Variable Features

practice

single-cell

Published

May 7, 2026

Purpose

Variable feature selection identifies genes with high biological variation across cells.

This step is usually done after normalization and before scaling and PCA.

Typical order:

NormalizeData() -> FindVariableFeatures() -> ScaleData() -> RunPCA()

Why Variable Features

Single-cell RNA-seq data contain thousands of genes, but many genes are uninformative for cell-state differences.

Variable features are used to focus downstream dimensionality reduction on genes that capture meaningful cell-to-cell variation.

What to remember:

variable features are not all genes
they are usually used for PCA
they are selected after normalized expression is available
the selected genes depend on dataset, normalization, and method

Find Variable Features

Standard Seurat workflow:

seu <- Seurat::FindVariableFeatures(
  object = seu,              # Seurat object after NormalizeData()
  selection.method = "vst",  # default and common method
  nfeatures = 2000,          # number of variable features to keep
  verbose = TRUE             # show progress messages
)

Common parameters:

Parameter	Meaning
`object`	Seurat object
`selection.method`	method for selecting variable features
`nfeatures`	number of variable features to keep

For basic scRNA-seq analysis, selection.method = "vst" and nfeatures = 2000 are common starting choices.

Check Variable Features

Extract selected features:

variable_features <- Seurat::VariableFeatures(seu)

length(variable_features)
head(variable_features, 10)
sample(variable_features, 10)

Check whether expected marker genes appear:

"IL7R" %in% variable_features
"MS4A1" %in% variable_features

This is only a sanity check. A gene does not need to be variable to be biologically meaningful.

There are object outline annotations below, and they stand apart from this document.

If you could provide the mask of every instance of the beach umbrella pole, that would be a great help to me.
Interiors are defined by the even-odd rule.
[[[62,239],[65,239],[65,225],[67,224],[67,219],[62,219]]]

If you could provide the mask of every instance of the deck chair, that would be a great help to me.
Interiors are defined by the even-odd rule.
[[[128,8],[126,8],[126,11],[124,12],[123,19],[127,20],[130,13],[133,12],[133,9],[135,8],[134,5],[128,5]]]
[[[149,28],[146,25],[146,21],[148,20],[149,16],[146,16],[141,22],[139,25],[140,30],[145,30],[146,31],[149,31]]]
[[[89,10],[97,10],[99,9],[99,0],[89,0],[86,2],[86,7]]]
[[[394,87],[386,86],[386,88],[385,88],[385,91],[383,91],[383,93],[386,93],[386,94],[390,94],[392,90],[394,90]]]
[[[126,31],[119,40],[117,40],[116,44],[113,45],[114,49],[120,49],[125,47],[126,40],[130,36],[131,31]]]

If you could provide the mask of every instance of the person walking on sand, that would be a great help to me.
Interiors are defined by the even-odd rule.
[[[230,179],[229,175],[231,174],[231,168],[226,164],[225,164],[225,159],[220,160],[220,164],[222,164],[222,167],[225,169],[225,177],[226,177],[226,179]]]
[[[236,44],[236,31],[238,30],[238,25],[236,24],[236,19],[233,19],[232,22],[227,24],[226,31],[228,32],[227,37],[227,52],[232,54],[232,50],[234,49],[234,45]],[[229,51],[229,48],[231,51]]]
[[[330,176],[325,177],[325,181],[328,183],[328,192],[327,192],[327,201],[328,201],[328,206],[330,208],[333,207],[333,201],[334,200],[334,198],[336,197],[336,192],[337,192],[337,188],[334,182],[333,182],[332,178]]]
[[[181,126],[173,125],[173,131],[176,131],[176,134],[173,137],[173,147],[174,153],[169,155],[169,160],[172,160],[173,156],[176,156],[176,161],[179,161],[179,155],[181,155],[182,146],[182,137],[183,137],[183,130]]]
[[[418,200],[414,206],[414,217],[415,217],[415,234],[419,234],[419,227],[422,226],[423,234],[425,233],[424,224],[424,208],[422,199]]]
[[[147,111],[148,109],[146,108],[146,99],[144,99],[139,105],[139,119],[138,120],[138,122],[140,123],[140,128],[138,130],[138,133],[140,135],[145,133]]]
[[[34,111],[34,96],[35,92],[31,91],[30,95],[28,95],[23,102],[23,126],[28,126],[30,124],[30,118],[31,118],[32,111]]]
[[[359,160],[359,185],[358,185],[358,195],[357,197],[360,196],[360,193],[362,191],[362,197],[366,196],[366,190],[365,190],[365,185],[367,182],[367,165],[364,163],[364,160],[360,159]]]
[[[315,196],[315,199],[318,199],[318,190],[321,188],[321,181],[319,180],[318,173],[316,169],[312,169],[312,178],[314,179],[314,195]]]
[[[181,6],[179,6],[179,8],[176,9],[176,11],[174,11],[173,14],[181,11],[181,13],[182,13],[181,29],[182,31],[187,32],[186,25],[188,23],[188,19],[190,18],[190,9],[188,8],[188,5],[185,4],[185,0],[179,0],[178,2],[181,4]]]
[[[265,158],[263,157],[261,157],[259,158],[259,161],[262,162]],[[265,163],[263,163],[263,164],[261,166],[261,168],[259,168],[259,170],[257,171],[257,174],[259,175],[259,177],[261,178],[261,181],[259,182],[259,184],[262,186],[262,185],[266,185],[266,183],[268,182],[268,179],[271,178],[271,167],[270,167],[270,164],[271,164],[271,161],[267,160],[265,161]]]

Visualize Variable Features

Plot variable features:

variable_feature_plot <- Seurat::VariableFeaturePlot(
  object = seu,
  log = NULL,               # decide automatically based on data
  col = c("black", "red"),  # black = ordinary genes, red = variable genes
  pt.size = 1               # point size
)

variable_feature_plot

Label top features:

top_variable_genes <- head(variable_features, 10)

variable_feature_plot <- Seurat::LabelPoints(
  plot = variable_feature_plot,
  points = top_variable_genes,
  repel = TRUE, # avoid label overlap
  xnudge = 0.3,
  ynudge = 0.05
)

variable_feature_plot

Note

Variable feature selection is a preprocessing step for dimensionality reduction.

It should not be interpreted as a final list of disease genes, marker genes, or differentially expressed genes.